Campanella (el iluminado director de esta gran película “El secreto de sus ojos”) también decide iniciar la historia con retazos de esta escena. Porque, a pesar de que el argumento transcurre a través de un derrotero aparentemente policíaco, es el amor de los personajes principales (Benjamín e Irene) el que es narrado paralelamente al supuesto hilo principal de la historia. Y es que esta irónica confusión entre la trama principal (un crimen sórdido y su resolución que depende de hechos incontrolables y aleatorios) y la historia de amor entre el secretario de juzgado y la asistente del juez que entrecruza problemas sociales e indefiniciones personales, nos llama a reflexionar sobre las permanentes confusiones de caminos y de rumbos que ocurren en nuestras vidas. ¿Nuestras decisiones estructuran nuestro destino, o dependemos de azahares, de hechos incontrolables, involuntarios que nos pre condicionan?
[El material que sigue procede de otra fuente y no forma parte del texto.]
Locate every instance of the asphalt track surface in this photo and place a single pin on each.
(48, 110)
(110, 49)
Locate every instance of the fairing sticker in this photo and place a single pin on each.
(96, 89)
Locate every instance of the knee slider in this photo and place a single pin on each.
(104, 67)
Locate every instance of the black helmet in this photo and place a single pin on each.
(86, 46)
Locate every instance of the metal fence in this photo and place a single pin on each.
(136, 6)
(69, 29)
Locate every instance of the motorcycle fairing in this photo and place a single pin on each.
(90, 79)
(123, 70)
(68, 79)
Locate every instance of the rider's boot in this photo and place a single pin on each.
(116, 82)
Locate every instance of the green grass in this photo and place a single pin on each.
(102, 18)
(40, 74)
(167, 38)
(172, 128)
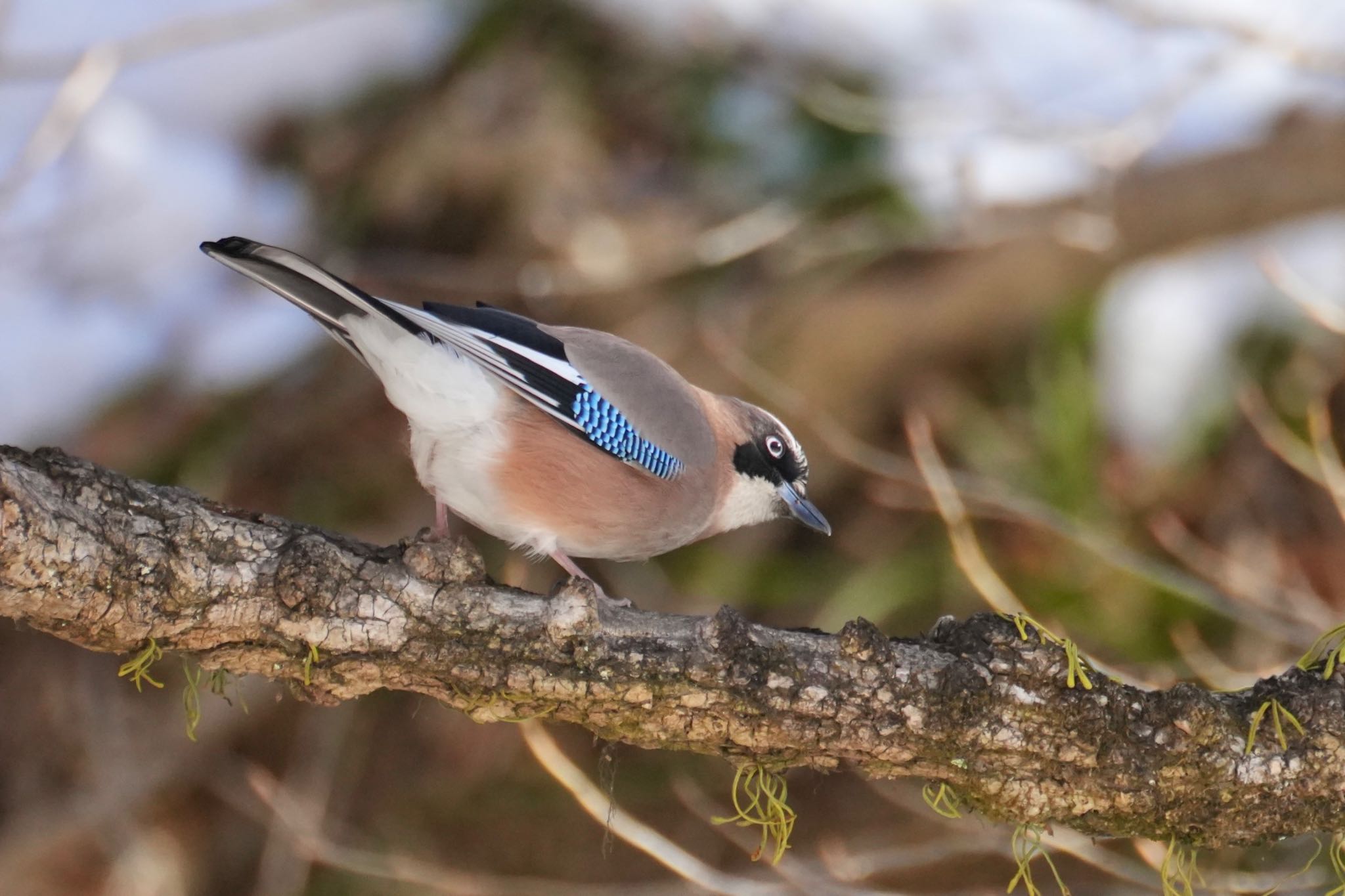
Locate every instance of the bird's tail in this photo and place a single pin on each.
(320, 293)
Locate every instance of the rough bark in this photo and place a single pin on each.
(106, 563)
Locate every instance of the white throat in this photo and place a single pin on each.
(751, 500)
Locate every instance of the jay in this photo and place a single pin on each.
(558, 440)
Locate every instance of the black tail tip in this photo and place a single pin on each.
(232, 246)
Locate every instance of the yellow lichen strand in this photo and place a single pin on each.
(1025, 847)
(943, 801)
(1179, 871)
(191, 699)
(1078, 664)
(1323, 651)
(137, 668)
(1337, 855)
(1278, 715)
(761, 800)
(310, 658)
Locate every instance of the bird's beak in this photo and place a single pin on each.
(803, 509)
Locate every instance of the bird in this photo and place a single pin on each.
(562, 441)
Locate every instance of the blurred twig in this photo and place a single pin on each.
(183, 34)
(626, 826)
(304, 828)
(979, 492)
(109, 563)
(88, 81)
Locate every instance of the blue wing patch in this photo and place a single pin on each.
(612, 433)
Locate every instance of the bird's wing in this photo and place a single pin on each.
(600, 386)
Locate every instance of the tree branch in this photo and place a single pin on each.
(106, 562)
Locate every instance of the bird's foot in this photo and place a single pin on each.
(569, 566)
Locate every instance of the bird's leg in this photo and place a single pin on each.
(440, 521)
(569, 566)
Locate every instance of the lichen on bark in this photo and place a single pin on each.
(108, 563)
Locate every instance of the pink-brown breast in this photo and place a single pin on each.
(595, 504)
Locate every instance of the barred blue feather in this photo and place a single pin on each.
(612, 433)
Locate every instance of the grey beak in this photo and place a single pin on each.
(803, 509)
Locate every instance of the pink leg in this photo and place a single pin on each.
(569, 566)
(440, 521)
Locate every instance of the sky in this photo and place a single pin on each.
(988, 102)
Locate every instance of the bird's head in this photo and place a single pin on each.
(770, 475)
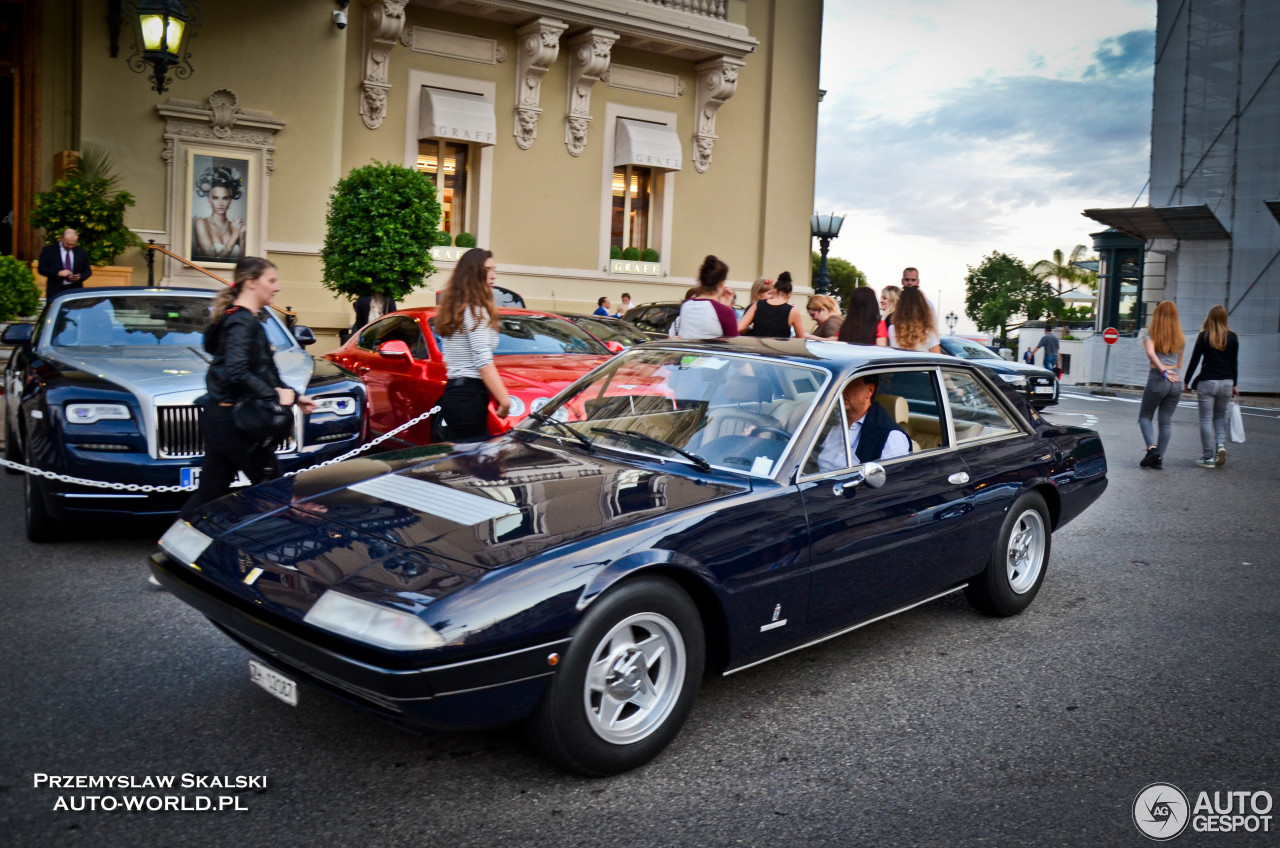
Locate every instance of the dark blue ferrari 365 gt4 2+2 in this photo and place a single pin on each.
(684, 509)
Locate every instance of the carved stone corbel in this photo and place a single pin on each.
(717, 81)
(539, 45)
(589, 62)
(383, 27)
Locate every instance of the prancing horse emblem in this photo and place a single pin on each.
(775, 623)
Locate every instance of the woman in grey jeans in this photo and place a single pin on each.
(1164, 345)
(1216, 383)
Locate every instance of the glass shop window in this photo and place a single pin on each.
(632, 203)
(447, 163)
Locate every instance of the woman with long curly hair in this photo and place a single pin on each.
(243, 366)
(913, 328)
(467, 322)
(1216, 384)
(1164, 345)
(863, 319)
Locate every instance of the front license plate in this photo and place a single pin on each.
(274, 682)
(191, 477)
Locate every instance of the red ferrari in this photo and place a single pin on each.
(398, 359)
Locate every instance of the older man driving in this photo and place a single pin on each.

La historia nos lleva por hechos confusos que intentan ser resueltos de alguna manera por un sistema judicial corrupto, en el que van ganando permanentemente la coima y el interés oscuro. Es en medio de ese mundo sórdido en donde se desenvuelven los personajes, que tienen que batallar contra este sistema para lograr algo de justicia. Pero no la encuentran. Por el contrario, se estrellan contra intereses oscuros que digitan los resultados para dirigirlos a sus convenientes destinos. Nada nuevo para alguien que sabe en qué mundo vive. La belleza vencida por la vileza está clara en la imagen de la hermosa joven que yace desnuda, asesinada por un imberbe que luego es premiado con puestos expectantes en el gobierno. Hay que rebelarse contra este absurdo. Y Campanella se rebela. Se rebela a través del novio dolido que toma decisiones antisistémicas, se rebela a través del alcohólico asistente que decide ayudar al amigo en su decisión de buscar lo correcto y termina acribillado por las mafias que recorren las venas sustantivas de todas nuestras sociedades perdidas (un Francella fantástico), se rebela a través de los ojos de Irene, del amor de Irene, de la calmada forma como, ya casi al final de la película, le pide al amado que cierre la puerta. Y todo termina como comienza, con cada tecla del piano retumbando en algo que uno siente profundo, tocando una melodía extraña, la desesperanza en su forma estética, borrando y construyendo, lamentando todo el desencuentro, sonriendo triste mientras se aleja –en una remota estación de tren- para siempre la felicidad.